Batters come up to the plate with new intensity. There is a notion in some circles that a batter comes up in the late throes of a no-hit game with mixed emotions. Years ago, a popular Detroit pitcher named Tommy Bridges was throwing a no-hitter when, with two out in the bottom of the ninth, the rival manager sent up one of the premier pinch-hitters, Sheriff Dave Harris, who promptly hit a single to right. Controversy raged for months as to whether this was sporting, whether this was an unfair overload. The game, as it is remembered, was out of hand. The rational consensus was, a no-hit game should be played like any other. The pitcher should earn it. “I’d send Hornsby up if I’d had him,” the aggrieved manager, Joe Cronin, was to say of the Bridges-Harris incident.

Kevin Gross agrees that there is no quarter given. A batter regards a no-hit game as an insult to the team. “You know each guy is coming up there with one idea--break up the no-hitter,” Gross says. “You can see it in the eyes. Each guy would like to be the one who breaks it up. They want to make you earn that no-hitter. They don’t want you to get it at their expense.”

This, he says, is both a good and a bad thing. Any pitcher likes to have a batter straining. Makes them easier to fool.

The trouble is, by now the pitcher is straining, too. “I had good stuff warming up that night. I had a good fastball and I was getting my curve and changeup over. But I never even dreamt about a no-hitter. The thing is, with a no-hitter, in the late innings, you go with your best stuff. You don’t want to get hit in those situations with your second-line pitches.”

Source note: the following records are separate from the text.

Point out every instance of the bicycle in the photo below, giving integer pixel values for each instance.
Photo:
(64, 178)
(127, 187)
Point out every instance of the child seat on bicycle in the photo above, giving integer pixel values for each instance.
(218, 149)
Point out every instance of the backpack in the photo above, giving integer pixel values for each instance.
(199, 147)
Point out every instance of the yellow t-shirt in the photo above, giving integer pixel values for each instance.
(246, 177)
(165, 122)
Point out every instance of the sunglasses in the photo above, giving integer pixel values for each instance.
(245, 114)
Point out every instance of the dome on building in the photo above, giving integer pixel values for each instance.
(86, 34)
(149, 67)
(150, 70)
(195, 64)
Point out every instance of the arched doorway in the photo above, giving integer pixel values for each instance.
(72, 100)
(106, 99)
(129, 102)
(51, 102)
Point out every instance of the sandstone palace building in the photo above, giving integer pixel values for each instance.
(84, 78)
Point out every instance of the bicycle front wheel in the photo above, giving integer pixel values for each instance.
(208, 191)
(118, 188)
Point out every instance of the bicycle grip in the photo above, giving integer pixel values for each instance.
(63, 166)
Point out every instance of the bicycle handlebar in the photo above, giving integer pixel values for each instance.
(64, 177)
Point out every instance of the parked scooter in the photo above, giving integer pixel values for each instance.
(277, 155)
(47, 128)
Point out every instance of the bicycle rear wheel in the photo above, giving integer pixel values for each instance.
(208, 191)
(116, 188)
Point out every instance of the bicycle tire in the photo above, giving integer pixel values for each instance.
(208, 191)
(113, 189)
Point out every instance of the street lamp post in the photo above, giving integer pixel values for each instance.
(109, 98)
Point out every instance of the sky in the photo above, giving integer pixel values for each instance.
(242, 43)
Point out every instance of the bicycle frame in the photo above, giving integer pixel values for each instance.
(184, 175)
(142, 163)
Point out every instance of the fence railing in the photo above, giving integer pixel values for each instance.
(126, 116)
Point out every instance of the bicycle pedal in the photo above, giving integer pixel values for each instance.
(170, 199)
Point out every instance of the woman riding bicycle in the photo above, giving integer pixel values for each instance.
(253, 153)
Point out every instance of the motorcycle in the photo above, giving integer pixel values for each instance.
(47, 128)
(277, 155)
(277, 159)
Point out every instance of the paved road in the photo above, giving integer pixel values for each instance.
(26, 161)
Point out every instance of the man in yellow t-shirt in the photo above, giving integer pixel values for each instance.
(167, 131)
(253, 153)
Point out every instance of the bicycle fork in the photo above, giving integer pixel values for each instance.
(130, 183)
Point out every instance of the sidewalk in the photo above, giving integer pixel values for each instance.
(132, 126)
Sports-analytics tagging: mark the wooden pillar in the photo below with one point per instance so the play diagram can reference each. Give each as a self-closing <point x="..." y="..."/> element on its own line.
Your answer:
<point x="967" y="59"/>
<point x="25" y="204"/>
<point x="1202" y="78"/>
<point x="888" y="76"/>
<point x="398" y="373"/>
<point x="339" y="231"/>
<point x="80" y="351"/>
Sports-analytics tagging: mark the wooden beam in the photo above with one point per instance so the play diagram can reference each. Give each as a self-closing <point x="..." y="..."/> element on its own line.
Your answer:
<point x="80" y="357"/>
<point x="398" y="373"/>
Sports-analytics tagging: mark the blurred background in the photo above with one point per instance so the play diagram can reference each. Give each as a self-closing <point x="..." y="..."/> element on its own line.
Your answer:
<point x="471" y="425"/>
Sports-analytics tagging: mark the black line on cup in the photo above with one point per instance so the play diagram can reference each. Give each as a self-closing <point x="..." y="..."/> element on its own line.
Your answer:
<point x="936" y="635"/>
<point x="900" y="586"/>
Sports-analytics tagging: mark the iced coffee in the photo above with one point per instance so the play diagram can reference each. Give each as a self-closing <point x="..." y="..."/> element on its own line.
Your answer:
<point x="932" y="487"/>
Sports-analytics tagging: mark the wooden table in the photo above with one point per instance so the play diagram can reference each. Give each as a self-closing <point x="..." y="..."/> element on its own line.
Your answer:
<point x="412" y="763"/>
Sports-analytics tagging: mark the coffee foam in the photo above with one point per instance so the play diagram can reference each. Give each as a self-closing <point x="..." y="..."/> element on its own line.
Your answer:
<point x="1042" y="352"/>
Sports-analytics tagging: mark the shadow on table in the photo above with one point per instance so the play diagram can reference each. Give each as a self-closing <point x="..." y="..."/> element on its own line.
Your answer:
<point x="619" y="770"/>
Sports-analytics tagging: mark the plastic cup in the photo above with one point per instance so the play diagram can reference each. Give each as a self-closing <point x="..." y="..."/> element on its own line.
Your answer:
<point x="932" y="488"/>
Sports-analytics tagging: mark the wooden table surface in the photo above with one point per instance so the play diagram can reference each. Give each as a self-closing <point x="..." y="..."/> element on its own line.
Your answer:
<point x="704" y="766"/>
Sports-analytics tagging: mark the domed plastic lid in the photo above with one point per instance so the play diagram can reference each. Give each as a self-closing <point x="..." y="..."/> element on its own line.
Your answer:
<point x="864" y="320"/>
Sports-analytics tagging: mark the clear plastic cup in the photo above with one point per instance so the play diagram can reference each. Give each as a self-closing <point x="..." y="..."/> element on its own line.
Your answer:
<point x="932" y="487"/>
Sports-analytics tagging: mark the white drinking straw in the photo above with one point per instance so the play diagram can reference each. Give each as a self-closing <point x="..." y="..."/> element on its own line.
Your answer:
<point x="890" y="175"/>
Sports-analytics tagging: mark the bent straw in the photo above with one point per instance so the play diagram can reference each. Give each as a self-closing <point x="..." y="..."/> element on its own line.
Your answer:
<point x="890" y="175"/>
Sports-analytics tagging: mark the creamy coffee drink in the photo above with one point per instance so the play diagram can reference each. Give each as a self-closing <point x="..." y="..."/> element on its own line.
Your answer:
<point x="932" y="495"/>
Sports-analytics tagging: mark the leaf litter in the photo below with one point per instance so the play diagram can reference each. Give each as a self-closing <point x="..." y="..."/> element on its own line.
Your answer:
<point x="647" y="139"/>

Gross jettisoned the changeup. He went with the curveball sparingly. “I had a good fastball that night. The thing about a fastball is, you sometimes lose velocity over the innings. Only Nolan Ryan is throwing harder in the eighth than he was in the first.”

It worked for Gross. His fastball hummed through nine innings. He maneuvered his no-hitter safely in the hangar.

Advertisement

Great pitchers, such as Carl Hubbell, get their first confidence from a no-hitter. He was 10-6 when he threw his and went from there to the Hall of Fame. Kevin Gross has no such grand illusions. But, look at it this way: he is only six no-hitters behind Nolan Ryan, and he is even with Walter Johnson. And he’s ahead of Grover Cleveland Alexander. For 2 hours 25 minutes, he was the season’s best.